Alfa Romeo Chevrolet Fiat Dacia Hyundai
Alfa Romeo Guilietta Chevrolet Cruze Fiat Panda, Fiat Ducato Dacia (Motortyp SD) Hyundai iX35,i20
Honda Jeep Land Rover Mazda Mitsubishi
Honda HR-V Jeep Cherokee Land Rover Evoque Mazda 6 Mitsubishi ASX
Nissan Peugeot Renault Toyota Volvo
Nissan Navara Peugeot 308 Renault Kadjar Toyota Auris Volvo V60

Getestet werden auch einige leichte Nutzfahrzeuge. Laut Verkehrsministerium sollen die Ergebnisse in einem Gesamtbericht veröffentlicht werden. Wann das sein wird, ist noch offen. Ein Daimler-Sprecher sagte in Stuttgart, man unterstütze die Behörde.„Derzeit liegen uns noch keine Messergebnisse vor.“ Man begrüße die Tests. „Wir haben nichts zu verbergen.“ Der Verband der Automobilindustrie (VDA) warnte bereits zuvor, die Branche unter Generalverdacht zu stellen. „Es gibt keinen Grund, von einem auf alle zu schließen. Wenn ein Unternehmen betrogen hat, dann ist das inakzeptabel, aber es diskreditiert nicht die gesamte deutsche Automobilindustrie“, bekräftigte VDA-Präsident Matthias Wissmann im Gespräch mit der „Süddeutschen Zeitung“.

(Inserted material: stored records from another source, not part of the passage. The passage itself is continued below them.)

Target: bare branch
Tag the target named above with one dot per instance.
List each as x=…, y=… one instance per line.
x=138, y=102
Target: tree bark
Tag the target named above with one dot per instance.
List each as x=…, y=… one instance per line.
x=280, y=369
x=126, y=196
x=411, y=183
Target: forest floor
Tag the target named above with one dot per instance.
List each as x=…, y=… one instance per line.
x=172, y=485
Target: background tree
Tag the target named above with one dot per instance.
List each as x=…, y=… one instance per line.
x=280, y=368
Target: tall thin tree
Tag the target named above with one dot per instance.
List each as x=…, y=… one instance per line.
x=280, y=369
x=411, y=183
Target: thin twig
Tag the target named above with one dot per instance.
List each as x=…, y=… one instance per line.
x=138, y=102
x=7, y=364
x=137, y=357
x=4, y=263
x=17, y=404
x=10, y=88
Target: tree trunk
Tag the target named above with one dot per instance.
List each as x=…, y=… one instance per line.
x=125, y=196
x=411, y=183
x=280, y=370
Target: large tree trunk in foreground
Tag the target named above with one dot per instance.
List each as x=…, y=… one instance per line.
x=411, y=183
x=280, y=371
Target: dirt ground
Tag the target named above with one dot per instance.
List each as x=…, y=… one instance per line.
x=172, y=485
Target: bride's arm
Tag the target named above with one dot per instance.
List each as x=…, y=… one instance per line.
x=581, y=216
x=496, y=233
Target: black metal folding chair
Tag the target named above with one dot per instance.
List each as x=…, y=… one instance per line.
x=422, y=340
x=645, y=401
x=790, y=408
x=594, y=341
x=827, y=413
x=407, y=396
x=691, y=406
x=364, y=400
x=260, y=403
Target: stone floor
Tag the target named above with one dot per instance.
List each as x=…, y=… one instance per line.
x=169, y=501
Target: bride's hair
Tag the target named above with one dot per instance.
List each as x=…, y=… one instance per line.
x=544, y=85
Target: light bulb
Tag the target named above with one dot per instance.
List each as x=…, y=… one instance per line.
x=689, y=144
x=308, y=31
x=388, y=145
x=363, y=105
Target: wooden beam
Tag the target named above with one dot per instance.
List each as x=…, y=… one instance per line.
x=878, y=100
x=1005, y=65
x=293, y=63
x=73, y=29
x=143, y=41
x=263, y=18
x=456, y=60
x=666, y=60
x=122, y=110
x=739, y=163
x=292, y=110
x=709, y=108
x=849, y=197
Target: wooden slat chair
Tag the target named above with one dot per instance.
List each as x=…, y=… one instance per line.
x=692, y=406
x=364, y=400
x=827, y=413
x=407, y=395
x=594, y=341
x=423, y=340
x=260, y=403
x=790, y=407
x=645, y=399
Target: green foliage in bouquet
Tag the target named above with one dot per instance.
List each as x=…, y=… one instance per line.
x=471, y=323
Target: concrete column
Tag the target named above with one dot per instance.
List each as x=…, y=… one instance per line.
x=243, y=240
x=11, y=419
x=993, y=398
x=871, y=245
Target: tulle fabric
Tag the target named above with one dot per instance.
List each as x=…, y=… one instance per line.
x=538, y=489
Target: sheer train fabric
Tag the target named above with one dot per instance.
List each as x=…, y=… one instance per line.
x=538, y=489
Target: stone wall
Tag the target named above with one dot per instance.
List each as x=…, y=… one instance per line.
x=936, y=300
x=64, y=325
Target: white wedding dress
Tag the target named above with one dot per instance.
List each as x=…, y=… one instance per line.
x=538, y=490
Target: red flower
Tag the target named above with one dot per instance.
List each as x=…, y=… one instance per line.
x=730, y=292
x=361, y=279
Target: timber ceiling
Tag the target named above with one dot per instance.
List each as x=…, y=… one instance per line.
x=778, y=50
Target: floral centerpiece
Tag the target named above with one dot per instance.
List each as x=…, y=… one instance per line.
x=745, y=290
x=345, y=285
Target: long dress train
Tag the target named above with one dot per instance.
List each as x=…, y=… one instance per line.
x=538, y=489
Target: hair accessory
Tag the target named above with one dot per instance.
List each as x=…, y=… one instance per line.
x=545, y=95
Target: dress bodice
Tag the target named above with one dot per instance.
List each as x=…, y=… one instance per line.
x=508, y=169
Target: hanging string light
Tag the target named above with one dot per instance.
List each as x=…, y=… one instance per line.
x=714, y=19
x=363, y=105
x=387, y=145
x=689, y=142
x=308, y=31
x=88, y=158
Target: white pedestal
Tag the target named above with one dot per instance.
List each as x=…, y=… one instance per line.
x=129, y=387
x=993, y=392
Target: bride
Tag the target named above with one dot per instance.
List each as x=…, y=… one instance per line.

Volkswagen hat unterdessen eine Schlüsselstelle für die Aufklärung von Unregelmäßigkeiten neu besetzt. Der bisherige Leiter der Konzernrevision ist laut einem Bericht von NDR1 Niedersachsen bereits vor einigen Wochen abgelöst worden. Das Unternehmen äußerte sich am Mittwoch nicht zu dieser Personalie. Über den bevorstehenden Abgang des Managers hatte im Oktober auch die „Bild am Sonntag“ berichtet.

Der neue Chef der Abteilung, die über die Einhaltung der Regeln für die sogenannte Compliance (ethisch korrektes Handeln) wacht, ist Markus Eberl, der wie der neue Konzernchef Matthias Müller von Porsche nach Wolfsburg gewechselt ist. Konzernkreise bestätigten die Personalie am Mittwoch.